Good Grief Charlie Brown: Android Apps Play in Windows:
This is the first year in many that I have not bothered to attend the annual CES show in Las Vegas. I didn’t go for a couple of reasons. First, virtually everything you might want to see at the show is available online, usually in video; second, there hasn’t been much in the way of exciting new products. The “Best in Show” award this year went to LG for a 55″ OLED TV that won’t be out until mid-year and will cost (an estimated) $8,000 – $10,000. It has about the same picture quality as a plasma selling for a fifth of the price. It is skinnier than a plasma and uses less energy. Yawn.
Maybe this is exciting for you, but not for me. Lemme tell you what I do find exciting.
Last year, a startup company calling itself Bluestacks came up with a piece of software that allowed a user to run Android apps on a Windows 7-based PC. The program is called App Player for PC (isn’t that exciting?). The company also produces a program called Cloud Connect. That program allows you to transfer Android-based apps from your phone or tablet to App Player for PC. In other words, you get an Android app from Android Market (which does not run on your PC), move it to the cloud and send it to your PC. Even though the program is still in Alpha version, it appears to work flawlessly on my PC. Very cool indeed.
Back to CES. Microsoft announced that BlueStacks would be built into Windows 8, scheduled for release later this year. Windows 8, if ya didn’t know, is Microsoft’s next major iteration of Windows. It sports an entirely new User Interface called Metro (you will still be able to use the old one if you want), and will run on every platform including phones and tablets as well as PCs. Although European cellphone leader Nokia made a commitment to Windows 8, nobody else in the mobile world has paid much attention to it, in large part because there aren’t many apps or developers who plan to write apps for it.
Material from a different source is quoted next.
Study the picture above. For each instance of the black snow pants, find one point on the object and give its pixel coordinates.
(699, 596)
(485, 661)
BlueStacks changes all that. Windows 8 users will immediately have access to all 400,000 Android apps and run them on phone, tablet, netbook or PC. Underscoring its importance, Microsoft announced that Bluestacks will be bundled with Windows 8. This will remove the lack-of-apps barrier to purchasing Windows 8 based mobile platforms. Sure, Microsoft would prefer that all those 400,00 apps would be written native to run on Windows, but it might have to wait for the return of the dinosaurs for that to happen.
BlueStacks has announced that it is working on a version for the iOS (Apple’s operating system), so you will be able to run Android apps on Apple products. This is the kind of strategy that should ultimately lead to hardware price wars. I can hardly wait.